On Sat, May 07, 2022 at 07:24:15AM +0200, Miguel Ojeda wrote:
> Recent versions of both Binutils (`c++filt`) and LLVM (`llvm-cxxfilt`)
> provide Rust v0 mangling support.
>
> Co-developed-by: Alex Gaynor <alex.gaynor@xxxxxxxxx>
> Signed-off-by: Alex Gaynor <alex.gaynor@xxxxxxxxx>
> Co-developed-by: Wedson Almeida Filho <wedsonaf@xxxxxxxxxx>
> Signed-off-by: Wedson Almeida Filho <wedsonaf@xxxxxxxxxx>
> Signed-off-by: Miguel Ojeda <ojeda@xxxxxxxxxx>
> ---
> I would like to use this patch for discussing the demangling topic.
>
> The following discusses the different approaches we could take.
>
>
> # Leave demangling to userspace
>
> This is the easiest and less invasive approach, the one implemented
> by this patch.
>
> The `decode_stacktrace.sh` script is already needed to map
> the offsets to the source code. Therefore, we could also take
> the chance to demangle the symbols here.
>
> With this approach, we do not need to introduce any change in the
> `vsprintf` machinery and we minimize the risk of breaking user tools.
>
> Note that, if we take this approach, it is likely we want to ask
> for a minimum version of either of the tools (since there may be
> users of the script that do not have recent enough toolchains).

For the first in-tree Rust support, I think this is entirely the right
approach.

> # Demangling in kernelspace on-the-fly

Please no. :) I don't see a benefit compared to doing it at
compile-time.

> Furthermore, this approach (and the ones below) likely require adding
> a new `%p` specifier (or a new modifier to existing ones) if we do
> not want to affect non-backtrace uses of the `B`/`S` ones. Also,
> it is unclear whether we should write the demangled versions in an
> extra, different line or replace the real symbol -- we could be
> breaking user tools relying on parsing backtraces (e.g. our own
> `decode_stacktrace.sh`). For instance, they could be relying on
> having real symbols there, or may break due to e.g. spaces.

I may need some examples here for what you're thinking will cause
problems. Why a new specifier? Won't demangling just give us text? Is
the concern about breaking backtrace parsers that only understand C
symbols?

> # Demangling at compile-time
>
> This implies having kallsyms demangle all the Rust symbols.
>
> The size of this data is around the same order of magnitude of the
> non-demangled ones. However, this is notably more than the demangling
> code (see previous point), e.g. 120 KiB (uncompressed) in a
> small kernel.

It seems all of that would be in the build-time helper, not the kernel
image, though, so that seems better than run-time demangling.

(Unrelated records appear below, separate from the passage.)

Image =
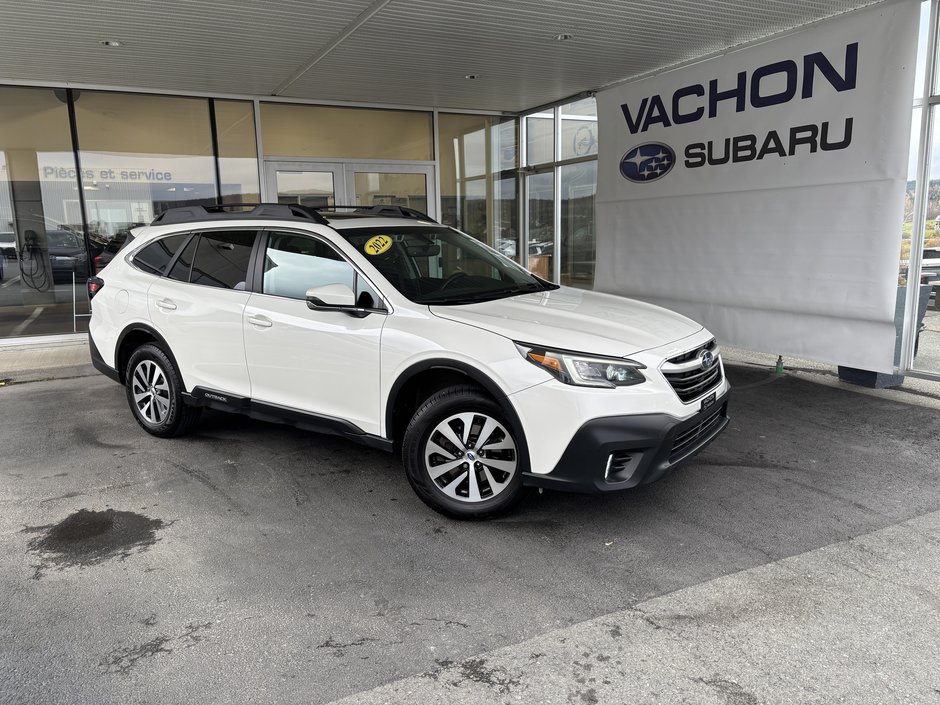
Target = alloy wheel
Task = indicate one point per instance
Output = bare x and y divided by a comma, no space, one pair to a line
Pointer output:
470,457
151,392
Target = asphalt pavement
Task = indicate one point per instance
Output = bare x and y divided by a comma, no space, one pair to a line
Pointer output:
794,561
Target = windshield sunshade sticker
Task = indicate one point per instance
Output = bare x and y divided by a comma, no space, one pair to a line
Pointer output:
377,245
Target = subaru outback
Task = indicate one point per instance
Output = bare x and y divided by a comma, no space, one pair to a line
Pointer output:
383,326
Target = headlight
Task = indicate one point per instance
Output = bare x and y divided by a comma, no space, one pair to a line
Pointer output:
584,370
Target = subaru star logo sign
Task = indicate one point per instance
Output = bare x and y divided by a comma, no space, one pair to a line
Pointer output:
647,162
708,359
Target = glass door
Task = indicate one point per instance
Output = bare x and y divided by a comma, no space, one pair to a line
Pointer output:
313,184
406,185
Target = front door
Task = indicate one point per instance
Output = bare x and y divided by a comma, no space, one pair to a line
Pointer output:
321,362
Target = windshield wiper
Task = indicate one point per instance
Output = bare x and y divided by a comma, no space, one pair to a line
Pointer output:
479,297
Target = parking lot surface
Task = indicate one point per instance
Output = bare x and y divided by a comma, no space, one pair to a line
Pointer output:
793,561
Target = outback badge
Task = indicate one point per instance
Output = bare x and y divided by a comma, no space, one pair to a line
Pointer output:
647,162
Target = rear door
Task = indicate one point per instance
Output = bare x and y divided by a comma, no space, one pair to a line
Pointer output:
321,362
198,307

> # Demangling at compile-time and substituting symbols by hashes

Nah; this is even less readable than the mangled symbols. :) I don't
think the symbol length should be a concern. (Though maybe there are
some crash parsers that we can buffer overflow!)

> scripts/decode_stacktrace.sh | 14 ++++++++++++++
> 1 file changed, 14 insertions(+)

Reviewed-by: Kees Cook <keescook@xxxxxxxxxxxx>

--
Kees Cook